De acordo com os dados do relatório, teremos quatro grandes grupos de trabalhadores: essenciais, remotos, deslocados e redundantes. Os essenciais são os entregadores, enfermeiros, coletores de lixo, profissionais da saúde, de supermercados, da agricultura e da indústria, que continuarão suas atividades normalmente e, em alguns casos, como na saúde, até com maior intensidade. A segunda categoria é aquela que pode trabalhar remotamente e que terá a probabilidade de manter seus empregos. Os chamados deslocados são os que se afastaram das suas funções em curto prazo e, potencialmente, no futuro. E, além disso, caíram desproporcionalmente nos setores mais afetados pela pandemia, como comércio e serviços, hospitalidade, varejo e turismo. Os redundantes são os que terão a formação impactada pela transformação digital. Ser professor vai exigir a necessidade de saber utilizar tecnologias para realizar aulas on-line, ser médico implica em fazer cirurgias robotizadas, ser um bom gerente de marketing significa dominar mídias sociais.
Sempre há um receio sobre a extinção de determinadas profissões. Alguns cargos correm o risco de desaparecer?
É preciso tomar cuidado para não matar determinadas atividades. Não precisaremos mais de advogados, contadores? As empresas não contratarão mais pessoas com curso superior? Isso não é verdade. As instituições de ensino superior, no Brasil e no mundo, são as grandes responsáveis pela introdução de novos profissionais no mercado de trabalho, os quais possibilitaram o atual estágio de desenvolvimento tecnológico que estamos vivendo. São engenheiros que automatizam processos, analistas de sistemas que desenvolvem inteligência artificial, etc.

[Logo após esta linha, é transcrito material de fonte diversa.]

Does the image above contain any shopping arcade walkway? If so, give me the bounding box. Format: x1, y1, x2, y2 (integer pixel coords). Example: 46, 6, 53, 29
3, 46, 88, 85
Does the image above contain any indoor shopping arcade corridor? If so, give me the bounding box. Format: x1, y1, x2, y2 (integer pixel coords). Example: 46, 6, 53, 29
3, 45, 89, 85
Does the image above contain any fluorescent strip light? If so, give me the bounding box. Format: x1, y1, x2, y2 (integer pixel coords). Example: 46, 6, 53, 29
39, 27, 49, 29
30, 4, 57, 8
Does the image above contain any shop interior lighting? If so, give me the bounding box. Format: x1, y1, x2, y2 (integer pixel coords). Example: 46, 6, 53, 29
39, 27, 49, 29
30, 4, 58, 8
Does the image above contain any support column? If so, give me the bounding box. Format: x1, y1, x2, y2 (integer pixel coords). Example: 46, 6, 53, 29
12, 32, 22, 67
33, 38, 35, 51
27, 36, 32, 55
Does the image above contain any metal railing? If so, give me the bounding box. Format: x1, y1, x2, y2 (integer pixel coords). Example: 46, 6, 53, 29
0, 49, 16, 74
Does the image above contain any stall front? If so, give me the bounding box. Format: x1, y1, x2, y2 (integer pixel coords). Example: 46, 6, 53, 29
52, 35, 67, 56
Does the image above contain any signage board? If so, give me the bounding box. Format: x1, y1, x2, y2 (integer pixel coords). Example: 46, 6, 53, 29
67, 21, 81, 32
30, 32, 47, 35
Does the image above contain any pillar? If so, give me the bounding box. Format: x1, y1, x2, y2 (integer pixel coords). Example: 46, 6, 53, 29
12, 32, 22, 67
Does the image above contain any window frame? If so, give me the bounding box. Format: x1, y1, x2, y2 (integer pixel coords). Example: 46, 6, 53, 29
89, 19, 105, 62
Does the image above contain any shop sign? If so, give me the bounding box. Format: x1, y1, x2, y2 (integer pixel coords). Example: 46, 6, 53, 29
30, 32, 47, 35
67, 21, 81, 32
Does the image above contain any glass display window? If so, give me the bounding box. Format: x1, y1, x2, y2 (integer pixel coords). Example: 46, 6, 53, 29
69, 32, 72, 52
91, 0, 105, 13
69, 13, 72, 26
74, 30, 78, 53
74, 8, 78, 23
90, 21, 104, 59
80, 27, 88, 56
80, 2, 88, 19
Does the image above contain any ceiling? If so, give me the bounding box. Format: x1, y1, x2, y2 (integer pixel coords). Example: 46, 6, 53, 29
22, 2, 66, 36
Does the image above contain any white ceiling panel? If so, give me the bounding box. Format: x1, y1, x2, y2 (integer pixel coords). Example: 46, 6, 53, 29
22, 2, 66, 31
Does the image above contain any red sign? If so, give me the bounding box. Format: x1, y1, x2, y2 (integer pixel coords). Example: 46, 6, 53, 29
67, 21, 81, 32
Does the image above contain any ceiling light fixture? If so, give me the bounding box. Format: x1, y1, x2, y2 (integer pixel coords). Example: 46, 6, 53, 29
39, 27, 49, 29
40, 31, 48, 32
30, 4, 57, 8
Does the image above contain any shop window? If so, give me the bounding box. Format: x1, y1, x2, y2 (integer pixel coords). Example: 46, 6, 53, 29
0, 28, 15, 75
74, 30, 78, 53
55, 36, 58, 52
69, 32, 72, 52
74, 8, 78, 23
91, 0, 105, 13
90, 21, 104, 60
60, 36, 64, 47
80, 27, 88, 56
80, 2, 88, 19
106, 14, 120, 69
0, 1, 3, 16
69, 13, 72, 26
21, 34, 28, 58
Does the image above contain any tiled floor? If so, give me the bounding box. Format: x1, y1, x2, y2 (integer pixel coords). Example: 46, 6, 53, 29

O relatório do FEM aponta que até 2030 teremos 85 milhões de vagas de emprego a menos em algumas ocupações, mas, por outro lado serão criados 95 milhões de novos empregos no mesmo período, ou seja, precisaremos de 10 milhões de novos profissionais no período. O que preocupa é o processo de formação destes indivíduos, que serão certamente bem diferenciados dos que temos hoje.
Dos cargos que devem desaparecer podemos citar, por exemplo, a função de informações ao cliente, funcionários do serviço postal, representante de vendas e atacado, gerentes de relacionamento, caixas de banco e funcionários relacionados. Na categoria de novos empregos ou profissões que precisam de reciclagem existem engenheiro de plataforma, cloud engineer, consultor de nuvem, coordenador de mídia social, produtor de conteúdo, especialista em inteligência artificial, cientista de dados e dezenas de outros.

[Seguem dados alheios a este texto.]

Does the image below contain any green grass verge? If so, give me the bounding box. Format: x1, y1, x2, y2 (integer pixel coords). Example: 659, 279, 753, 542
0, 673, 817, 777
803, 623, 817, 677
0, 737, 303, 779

Quem terá mais dificuldades de se adaptar à era digital: empresas ou funcionários?
Ambos. Acredito que em alguns poucos ramos de atividade possuiremos empresas totalmente remotas. Mas, na maioria dos casos, teremos corporações híbridas, uma parte de suas operações será home office, e a outra precisará de atividades presenciais. No caso dos trabalhadores também. Instalações suntuosas e magníficas serão substituídas por espaços colaborativos, com serviços compartilhados, ambientes para reuniões de trabalho e até mesmo em videoconferência com outros grupos de pessoas. Sobre os desafios para que isso se concretize, citaria o desenvolvimento de tecnologias adequadas, automatização de processos, enfrentar uma legislação despreparada para esta realidade e lidar com novas doenças do trabalho.
Qual é o perfil do trabalhador do futuro?

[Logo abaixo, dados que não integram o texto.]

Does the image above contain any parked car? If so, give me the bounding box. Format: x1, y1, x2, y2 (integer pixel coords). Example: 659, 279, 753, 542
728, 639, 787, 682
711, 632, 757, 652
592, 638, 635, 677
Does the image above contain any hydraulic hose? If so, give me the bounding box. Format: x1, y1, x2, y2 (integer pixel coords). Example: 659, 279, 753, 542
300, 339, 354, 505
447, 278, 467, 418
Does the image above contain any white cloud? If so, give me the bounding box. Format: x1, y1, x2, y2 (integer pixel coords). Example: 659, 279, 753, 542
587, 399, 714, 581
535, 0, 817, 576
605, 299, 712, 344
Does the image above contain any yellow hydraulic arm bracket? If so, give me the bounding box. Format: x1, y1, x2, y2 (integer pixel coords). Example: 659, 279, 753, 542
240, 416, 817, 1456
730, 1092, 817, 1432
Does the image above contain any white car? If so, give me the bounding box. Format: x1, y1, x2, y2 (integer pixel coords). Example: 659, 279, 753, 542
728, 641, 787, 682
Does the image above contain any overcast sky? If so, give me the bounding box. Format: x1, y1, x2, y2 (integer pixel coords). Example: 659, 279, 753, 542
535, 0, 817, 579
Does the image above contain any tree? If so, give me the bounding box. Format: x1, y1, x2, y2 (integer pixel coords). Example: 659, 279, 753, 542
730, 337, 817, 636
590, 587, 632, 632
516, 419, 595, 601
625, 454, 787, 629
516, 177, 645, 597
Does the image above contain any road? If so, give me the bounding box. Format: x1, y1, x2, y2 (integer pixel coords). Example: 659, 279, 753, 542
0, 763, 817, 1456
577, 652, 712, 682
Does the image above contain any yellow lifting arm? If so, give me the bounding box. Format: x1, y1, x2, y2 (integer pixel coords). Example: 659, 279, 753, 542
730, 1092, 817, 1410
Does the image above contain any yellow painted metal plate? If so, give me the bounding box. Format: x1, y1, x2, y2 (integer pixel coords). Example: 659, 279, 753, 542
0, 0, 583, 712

A mudança global no futuro do trabalho será definida por um grupo cada vez maior de novas tecnologias, setores e mercados, por sistemas econômicos globais que serão mais interconectados do que em qualquer outro ponto da história e por informações que viajam rápido e se espalham amplamente. As habilidades valorizadas em um profissional no futuro serão pensamento analítico e crítico, aprendizagem ativa, resolução de problemas complexos, criatividade, originalidade, resiliência, tolerância ao estresse, inteligência emocional, solução de problemas e experiência do usuário e outras. Portanto, ele deve combinar boa formação técnica e humana.